Assis, chacun peut enfin attendre l’annonce du décollage. Un regard en avant et en arrière de l’avion permet de constater aisément qu’il est plus qu’à demi vide. Ou à demi plein, c’est selon. De quoi s’interroger légitimement : pourquoi donc notre compagnie nationale de navigation ne procède t-elle pas à des promotions systématiques, notamment en période estivale, pour permettre à la fois à beaucoup de voyager. Et à Air Algérie de vendre plus de billets. Faut-il croire qu’elle préfère la vente à prix coûtant plutôt que la rentabilité ? Nos voisins marocains et tunisiens pratiquent des prix nettement plus compétitifs. Au profit des citoyens comme des compagnies.

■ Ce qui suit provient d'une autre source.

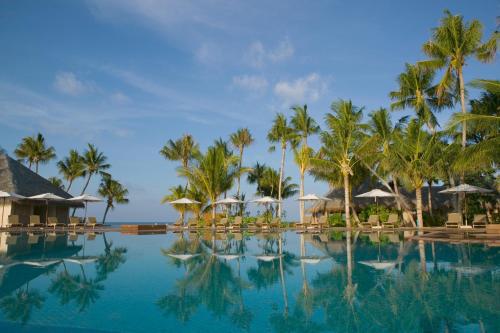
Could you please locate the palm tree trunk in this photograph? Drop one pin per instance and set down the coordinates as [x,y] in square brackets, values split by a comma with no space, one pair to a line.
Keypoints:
[429,197]
[396,190]
[301,203]
[420,218]
[239,173]
[282,167]
[105,213]
[347,201]
[83,191]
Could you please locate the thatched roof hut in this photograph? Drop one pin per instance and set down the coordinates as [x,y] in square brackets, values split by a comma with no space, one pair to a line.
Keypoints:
[439,200]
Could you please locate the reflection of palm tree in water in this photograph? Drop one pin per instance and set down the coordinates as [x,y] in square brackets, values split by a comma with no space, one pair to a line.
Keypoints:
[18,307]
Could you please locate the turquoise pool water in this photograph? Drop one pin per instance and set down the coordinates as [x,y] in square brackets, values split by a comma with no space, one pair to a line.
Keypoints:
[333,282]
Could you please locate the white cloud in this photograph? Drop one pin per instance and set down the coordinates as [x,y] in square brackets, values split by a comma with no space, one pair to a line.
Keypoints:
[301,90]
[68,83]
[250,82]
[119,98]
[257,55]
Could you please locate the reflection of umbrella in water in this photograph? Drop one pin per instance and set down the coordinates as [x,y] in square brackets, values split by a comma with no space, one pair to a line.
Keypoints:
[465,188]
[81,260]
[268,257]
[227,256]
[41,264]
[183,257]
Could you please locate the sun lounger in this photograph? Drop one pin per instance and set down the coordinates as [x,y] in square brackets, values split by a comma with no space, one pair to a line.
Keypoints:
[373,221]
[391,222]
[74,222]
[92,222]
[13,221]
[236,225]
[454,220]
[53,222]
[35,221]
[222,224]
[479,221]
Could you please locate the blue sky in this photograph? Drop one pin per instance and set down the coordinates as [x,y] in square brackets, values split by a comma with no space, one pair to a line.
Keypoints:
[127,75]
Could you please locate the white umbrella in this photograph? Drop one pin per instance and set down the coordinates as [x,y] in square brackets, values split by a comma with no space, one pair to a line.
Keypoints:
[465,188]
[376,193]
[47,197]
[85,198]
[4,196]
[227,202]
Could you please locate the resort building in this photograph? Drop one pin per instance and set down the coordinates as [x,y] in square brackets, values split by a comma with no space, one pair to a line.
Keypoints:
[15,178]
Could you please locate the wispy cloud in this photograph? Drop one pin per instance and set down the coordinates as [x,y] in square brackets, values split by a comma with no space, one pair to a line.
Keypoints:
[252,83]
[67,83]
[257,55]
[301,90]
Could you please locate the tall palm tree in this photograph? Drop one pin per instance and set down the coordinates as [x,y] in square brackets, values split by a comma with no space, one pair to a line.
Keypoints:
[95,163]
[343,144]
[176,192]
[72,167]
[282,134]
[34,151]
[213,173]
[113,192]
[302,157]
[303,124]
[451,45]
[184,150]
[414,157]
[416,91]
[241,139]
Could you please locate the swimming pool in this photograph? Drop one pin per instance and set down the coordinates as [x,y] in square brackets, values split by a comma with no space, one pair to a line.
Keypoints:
[206,282]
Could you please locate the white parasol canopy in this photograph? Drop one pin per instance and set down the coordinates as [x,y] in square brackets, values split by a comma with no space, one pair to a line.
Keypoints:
[184,201]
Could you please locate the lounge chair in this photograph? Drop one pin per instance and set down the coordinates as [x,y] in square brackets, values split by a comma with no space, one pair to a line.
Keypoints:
[74,222]
[53,222]
[373,221]
[454,220]
[479,221]
[275,223]
[92,222]
[222,224]
[35,221]
[305,223]
[391,222]
[236,225]
[13,221]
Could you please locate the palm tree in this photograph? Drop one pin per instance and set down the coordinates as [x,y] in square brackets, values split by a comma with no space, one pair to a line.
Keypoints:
[303,124]
[281,133]
[176,192]
[302,157]
[452,43]
[113,192]
[416,91]
[34,151]
[414,157]
[240,140]
[57,182]
[183,150]
[95,163]
[72,167]
[343,144]
[213,173]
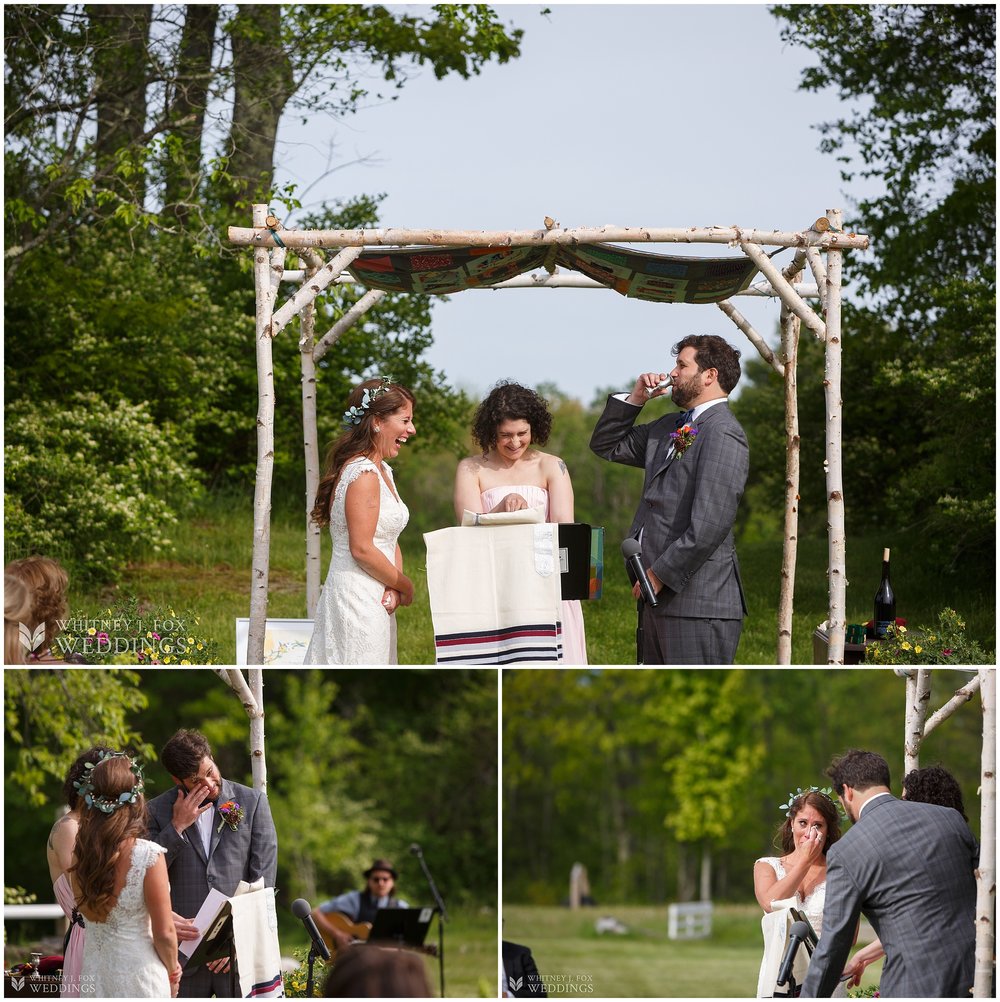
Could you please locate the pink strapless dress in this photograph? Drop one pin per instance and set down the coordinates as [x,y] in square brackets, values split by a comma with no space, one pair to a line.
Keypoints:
[574,641]
[72,961]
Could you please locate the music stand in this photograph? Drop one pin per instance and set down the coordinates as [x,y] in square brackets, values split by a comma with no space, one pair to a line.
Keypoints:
[402,926]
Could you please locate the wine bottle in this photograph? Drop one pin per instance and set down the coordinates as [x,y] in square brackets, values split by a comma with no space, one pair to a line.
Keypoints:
[885,600]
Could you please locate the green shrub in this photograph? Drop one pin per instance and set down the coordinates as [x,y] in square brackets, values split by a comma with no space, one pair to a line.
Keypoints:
[88,484]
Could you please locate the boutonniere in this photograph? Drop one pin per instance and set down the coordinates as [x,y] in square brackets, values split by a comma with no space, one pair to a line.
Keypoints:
[683,439]
[232,814]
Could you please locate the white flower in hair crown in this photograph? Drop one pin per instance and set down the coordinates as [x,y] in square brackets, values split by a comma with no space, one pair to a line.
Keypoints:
[85,786]
[827,792]
[354,415]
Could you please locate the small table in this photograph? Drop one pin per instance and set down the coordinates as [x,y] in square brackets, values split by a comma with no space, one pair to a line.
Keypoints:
[854,653]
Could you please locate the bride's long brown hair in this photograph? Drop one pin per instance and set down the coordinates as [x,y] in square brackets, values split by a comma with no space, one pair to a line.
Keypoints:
[357,440]
[101,837]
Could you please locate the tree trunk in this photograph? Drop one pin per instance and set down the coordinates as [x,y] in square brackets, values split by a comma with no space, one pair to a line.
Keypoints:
[263,85]
[120,33]
[986,875]
[188,108]
[786,603]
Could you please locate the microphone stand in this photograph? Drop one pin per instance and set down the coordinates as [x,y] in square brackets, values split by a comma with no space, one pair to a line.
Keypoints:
[638,630]
[313,954]
[442,915]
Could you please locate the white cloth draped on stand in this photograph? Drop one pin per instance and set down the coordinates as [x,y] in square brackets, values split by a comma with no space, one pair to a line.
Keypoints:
[495,593]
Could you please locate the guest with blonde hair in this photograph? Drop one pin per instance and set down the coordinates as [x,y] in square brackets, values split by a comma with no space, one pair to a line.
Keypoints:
[47,584]
[16,610]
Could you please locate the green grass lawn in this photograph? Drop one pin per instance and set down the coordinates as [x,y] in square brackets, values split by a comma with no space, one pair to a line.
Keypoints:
[471,955]
[210,570]
[643,962]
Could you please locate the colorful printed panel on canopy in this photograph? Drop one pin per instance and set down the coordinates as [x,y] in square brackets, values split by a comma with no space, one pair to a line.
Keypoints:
[635,274]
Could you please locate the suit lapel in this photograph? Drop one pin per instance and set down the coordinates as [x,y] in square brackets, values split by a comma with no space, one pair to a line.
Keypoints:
[669,455]
[225,794]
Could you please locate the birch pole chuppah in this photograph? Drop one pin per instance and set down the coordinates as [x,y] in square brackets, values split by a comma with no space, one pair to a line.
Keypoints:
[265,234]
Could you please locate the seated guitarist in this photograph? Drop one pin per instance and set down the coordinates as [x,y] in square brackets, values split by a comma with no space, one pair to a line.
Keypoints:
[349,917]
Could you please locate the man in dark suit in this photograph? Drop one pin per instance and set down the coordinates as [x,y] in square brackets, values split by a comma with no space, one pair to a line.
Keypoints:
[695,465]
[909,868]
[206,848]
[521,977]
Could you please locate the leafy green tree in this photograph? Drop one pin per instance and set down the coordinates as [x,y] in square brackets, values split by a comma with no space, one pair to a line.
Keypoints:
[328,836]
[149,77]
[919,85]
[52,714]
[919,81]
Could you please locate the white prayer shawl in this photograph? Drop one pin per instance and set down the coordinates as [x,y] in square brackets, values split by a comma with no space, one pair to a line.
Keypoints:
[495,593]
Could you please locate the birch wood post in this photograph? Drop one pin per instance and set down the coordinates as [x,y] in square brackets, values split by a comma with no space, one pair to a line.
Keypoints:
[784,288]
[310,290]
[369,300]
[261,561]
[836,620]
[311,448]
[252,697]
[755,339]
[261,236]
[819,273]
[918,695]
[962,695]
[986,875]
[791,327]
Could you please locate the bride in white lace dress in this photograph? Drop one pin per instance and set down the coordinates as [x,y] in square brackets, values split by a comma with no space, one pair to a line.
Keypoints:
[354,622]
[120,884]
[797,879]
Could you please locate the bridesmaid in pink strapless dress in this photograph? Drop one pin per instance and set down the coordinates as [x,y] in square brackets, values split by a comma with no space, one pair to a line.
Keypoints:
[511,474]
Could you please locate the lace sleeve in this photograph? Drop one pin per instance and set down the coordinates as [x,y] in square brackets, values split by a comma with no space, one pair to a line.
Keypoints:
[351,472]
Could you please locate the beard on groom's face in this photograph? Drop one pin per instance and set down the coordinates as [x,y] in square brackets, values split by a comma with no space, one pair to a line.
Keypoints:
[207,777]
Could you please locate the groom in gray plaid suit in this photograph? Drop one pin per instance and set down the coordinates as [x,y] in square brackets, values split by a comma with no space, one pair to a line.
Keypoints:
[208,848]
[695,465]
[909,868]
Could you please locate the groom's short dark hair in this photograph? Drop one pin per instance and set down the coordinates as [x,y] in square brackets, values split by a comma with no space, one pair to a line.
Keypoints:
[859,770]
[181,756]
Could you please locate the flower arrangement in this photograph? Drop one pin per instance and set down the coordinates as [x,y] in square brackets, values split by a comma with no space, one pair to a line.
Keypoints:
[827,792]
[946,643]
[296,981]
[232,814]
[355,415]
[683,439]
[127,633]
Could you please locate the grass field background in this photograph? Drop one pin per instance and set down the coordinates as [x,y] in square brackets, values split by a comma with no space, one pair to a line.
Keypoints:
[643,963]
[209,575]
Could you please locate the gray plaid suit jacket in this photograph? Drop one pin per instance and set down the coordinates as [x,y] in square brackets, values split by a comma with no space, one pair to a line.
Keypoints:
[246,854]
[688,504]
[909,868]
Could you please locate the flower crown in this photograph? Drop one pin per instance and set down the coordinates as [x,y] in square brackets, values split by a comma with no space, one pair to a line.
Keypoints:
[85,787]
[354,415]
[827,792]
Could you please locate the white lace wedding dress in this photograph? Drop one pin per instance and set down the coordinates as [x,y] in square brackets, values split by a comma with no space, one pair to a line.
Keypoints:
[119,959]
[351,624]
[812,908]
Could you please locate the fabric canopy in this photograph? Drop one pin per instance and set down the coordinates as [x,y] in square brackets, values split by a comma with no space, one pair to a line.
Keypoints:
[635,274]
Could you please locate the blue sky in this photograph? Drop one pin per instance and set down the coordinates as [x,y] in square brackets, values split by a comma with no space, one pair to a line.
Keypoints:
[631,114]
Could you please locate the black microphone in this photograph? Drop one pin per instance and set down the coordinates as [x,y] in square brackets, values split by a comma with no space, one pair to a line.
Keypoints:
[798,934]
[301,910]
[632,552]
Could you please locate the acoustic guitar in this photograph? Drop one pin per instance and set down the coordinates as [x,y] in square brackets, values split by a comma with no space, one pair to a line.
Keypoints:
[359,933]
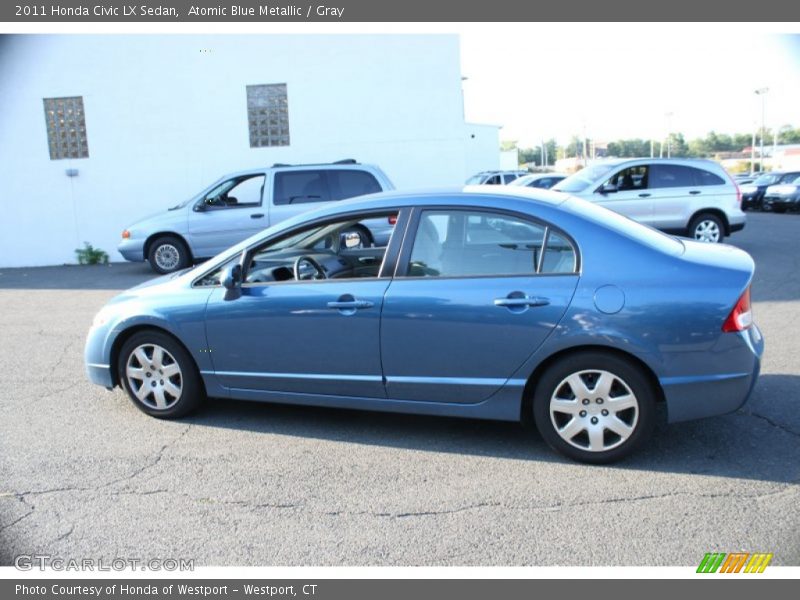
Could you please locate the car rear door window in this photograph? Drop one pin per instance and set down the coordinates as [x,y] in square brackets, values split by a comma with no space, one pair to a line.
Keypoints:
[348,183]
[667,176]
[465,243]
[299,187]
[631,178]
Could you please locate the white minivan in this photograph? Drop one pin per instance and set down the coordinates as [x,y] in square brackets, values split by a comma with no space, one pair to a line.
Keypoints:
[243,203]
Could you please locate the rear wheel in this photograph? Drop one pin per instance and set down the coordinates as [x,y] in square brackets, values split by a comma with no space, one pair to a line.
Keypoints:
[160,377]
[167,254]
[594,407]
[707,228]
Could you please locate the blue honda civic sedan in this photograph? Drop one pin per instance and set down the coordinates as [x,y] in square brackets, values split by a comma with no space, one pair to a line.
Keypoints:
[508,304]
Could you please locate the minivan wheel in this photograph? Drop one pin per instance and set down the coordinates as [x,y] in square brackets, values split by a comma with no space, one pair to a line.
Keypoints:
[168,253]
[594,407]
[707,228]
[159,376]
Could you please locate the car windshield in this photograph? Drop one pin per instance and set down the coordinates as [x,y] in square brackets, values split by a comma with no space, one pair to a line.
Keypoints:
[766,180]
[582,179]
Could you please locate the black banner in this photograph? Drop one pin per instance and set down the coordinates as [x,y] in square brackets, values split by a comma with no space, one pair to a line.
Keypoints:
[37,11]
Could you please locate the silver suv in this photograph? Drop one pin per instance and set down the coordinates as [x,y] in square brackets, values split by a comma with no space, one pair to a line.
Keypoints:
[243,203]
[691,197]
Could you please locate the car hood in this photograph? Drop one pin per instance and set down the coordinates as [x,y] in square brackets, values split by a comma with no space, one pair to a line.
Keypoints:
[160,220]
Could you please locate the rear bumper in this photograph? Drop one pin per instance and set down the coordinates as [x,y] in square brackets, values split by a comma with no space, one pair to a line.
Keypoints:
[784,201]
[707,395]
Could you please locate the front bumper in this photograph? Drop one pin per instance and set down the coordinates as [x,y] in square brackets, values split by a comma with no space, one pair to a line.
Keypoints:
[132,250]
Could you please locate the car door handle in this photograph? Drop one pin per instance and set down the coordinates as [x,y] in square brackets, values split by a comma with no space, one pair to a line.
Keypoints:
[350,304]
[512,301]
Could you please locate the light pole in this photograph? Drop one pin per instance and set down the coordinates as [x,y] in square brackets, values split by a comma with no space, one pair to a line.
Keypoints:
[668,116]
[762,92]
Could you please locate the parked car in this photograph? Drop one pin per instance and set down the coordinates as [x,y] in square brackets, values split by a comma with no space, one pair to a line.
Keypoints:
[783,196]
[539,180]
[495,177]
[494,303]
[753,193]
[240,204]
[691,197]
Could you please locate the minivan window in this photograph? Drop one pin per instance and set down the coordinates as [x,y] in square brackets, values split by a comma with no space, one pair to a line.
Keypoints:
[582,179]
[299,187]
[245,190]
[349,183]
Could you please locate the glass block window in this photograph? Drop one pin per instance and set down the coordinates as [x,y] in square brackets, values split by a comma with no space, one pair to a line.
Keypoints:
[268,115]
[66,127]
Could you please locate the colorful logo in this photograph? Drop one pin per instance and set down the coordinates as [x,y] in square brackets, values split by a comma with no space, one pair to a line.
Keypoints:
[737,562]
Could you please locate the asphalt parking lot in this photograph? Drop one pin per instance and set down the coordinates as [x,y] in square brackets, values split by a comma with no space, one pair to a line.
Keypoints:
[83,473]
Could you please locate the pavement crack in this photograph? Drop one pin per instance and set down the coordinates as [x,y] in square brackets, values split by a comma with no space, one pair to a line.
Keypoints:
[31,510]
[64,536]
[775,424]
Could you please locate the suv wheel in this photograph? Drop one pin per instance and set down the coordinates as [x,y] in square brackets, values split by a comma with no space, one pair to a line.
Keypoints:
[707,228]
[167,254]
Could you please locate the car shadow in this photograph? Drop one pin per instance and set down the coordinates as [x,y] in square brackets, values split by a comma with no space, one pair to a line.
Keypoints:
[759,442]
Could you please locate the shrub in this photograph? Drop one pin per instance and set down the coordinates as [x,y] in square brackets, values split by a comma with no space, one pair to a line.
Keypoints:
[91,256]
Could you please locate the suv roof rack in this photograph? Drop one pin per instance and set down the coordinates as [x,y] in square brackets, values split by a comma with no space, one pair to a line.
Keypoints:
[344,161]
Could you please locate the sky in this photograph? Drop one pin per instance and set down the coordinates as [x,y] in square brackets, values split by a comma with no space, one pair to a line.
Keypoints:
[620,81]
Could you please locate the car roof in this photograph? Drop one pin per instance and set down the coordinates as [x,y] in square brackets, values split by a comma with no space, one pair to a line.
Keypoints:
[343,165]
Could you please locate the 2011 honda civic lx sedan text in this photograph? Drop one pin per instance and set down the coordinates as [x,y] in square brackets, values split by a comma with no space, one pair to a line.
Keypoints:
[501,303]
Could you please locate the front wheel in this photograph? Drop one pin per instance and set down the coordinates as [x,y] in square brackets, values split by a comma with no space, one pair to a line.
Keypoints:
[707,228]
[594,408]
[167,254]
[159,375]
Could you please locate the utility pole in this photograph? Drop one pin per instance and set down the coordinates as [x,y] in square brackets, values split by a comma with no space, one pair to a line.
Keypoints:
[668,116]
[762,92]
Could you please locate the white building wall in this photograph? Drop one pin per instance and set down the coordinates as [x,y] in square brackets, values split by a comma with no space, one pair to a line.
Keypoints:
[166,115]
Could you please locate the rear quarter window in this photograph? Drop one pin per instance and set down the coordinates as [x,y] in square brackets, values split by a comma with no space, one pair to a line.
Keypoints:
[346,183]
[299,187]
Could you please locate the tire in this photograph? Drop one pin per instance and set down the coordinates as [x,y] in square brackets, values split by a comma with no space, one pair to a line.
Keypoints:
[580,422]
[707,227]
[156,359]
[167,254]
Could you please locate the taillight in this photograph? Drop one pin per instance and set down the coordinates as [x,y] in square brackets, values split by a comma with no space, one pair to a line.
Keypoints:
[741,316]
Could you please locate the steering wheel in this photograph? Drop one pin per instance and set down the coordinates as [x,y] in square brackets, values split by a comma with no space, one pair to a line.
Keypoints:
[320,272]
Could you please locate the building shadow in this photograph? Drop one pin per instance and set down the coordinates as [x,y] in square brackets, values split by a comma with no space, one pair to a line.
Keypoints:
[761,441]
[114,276]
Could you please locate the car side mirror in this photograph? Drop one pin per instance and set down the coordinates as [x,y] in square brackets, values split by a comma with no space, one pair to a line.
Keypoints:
[608,188]
[232,281]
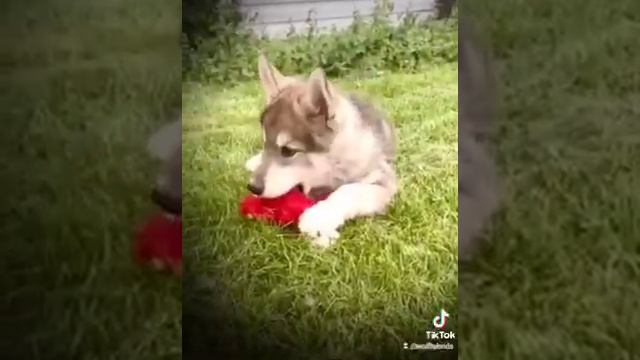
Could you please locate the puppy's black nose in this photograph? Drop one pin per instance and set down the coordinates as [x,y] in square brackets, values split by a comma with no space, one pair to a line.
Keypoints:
[170,204]
[256,190]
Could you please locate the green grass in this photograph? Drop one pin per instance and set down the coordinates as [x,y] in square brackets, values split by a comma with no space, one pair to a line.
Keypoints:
[87,85]
[562,278]
[271,291]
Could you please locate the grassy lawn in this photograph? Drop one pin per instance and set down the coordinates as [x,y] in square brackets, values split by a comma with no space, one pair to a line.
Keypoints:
[87,85]
[252,287]
[562,281]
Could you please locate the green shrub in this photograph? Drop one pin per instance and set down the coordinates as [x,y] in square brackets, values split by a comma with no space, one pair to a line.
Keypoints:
[227,53]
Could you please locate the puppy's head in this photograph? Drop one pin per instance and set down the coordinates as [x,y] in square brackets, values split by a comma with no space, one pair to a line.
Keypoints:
[166,146]
[298,127]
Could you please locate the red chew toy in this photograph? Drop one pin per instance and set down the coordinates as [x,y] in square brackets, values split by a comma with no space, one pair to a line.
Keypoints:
[159,243]
[283,211]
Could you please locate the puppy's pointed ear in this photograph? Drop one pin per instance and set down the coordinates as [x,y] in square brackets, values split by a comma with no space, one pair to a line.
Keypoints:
[272,80]
[322,95]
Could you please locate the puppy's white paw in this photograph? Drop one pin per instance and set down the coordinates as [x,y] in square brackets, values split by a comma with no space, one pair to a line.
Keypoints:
[321,223]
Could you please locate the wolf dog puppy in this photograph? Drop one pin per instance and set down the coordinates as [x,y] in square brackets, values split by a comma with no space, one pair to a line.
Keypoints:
[166,145]
[316,137]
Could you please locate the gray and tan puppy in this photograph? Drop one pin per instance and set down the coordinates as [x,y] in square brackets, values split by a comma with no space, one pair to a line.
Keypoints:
[478,188]
[317,137]
[166,146]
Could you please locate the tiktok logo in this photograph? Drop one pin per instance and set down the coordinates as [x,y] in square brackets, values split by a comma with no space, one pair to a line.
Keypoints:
[439,321]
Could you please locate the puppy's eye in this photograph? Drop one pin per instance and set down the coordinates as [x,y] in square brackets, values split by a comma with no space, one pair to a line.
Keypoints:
[287,151]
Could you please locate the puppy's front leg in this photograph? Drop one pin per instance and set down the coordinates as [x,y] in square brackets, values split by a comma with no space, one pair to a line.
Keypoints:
[321,222]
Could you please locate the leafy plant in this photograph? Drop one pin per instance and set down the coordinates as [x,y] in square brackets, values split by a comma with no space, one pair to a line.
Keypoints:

Voyage sans encombre. Repas à bord coutumier. Lyophilisé. Servir les journaux serait également une pratique des plus corrects. J’eus pour lecture « Regard blessé » de mon défunt ami Rabah Belamri. Il me replongea dans les souvenirs d’enfance. La guerre et ses abominations. L’indépendance et ses querelles pour le pouvoir. Et les affres des croyances ancestrales qui sans doute coûtèrent la vue à notre auteur… Quelques cris d’enfants par moments mordaient le silence. Grimaces de mes voisins somnolents. Rêver quelques instants encore aux proches et amis qui nous attendent. Jusqu’à ce qu’une voix suave féminine nous annonce que bientôt nous allions atterrir à l’aéroport de Sétif. Avec plus de dix degrés qu’à Paris. Atterrissage normal. Sortie en petits groupes, chacun s’empressant de regagner la porte où nous attend le contrôle douanier. Somme toute correct. Peut-être un effort pour nous souhaiter la bienvenue dans notre pays. Si possible avec le sourire. Un sourire ne coûte rien et met du baume au cœur. A la sortie, le souffle chaud de la gaïla nous permet de prendre le pouls de la température. Chaleur tempérée par un air sec. L’altitude de Stif y est pour quelque chose.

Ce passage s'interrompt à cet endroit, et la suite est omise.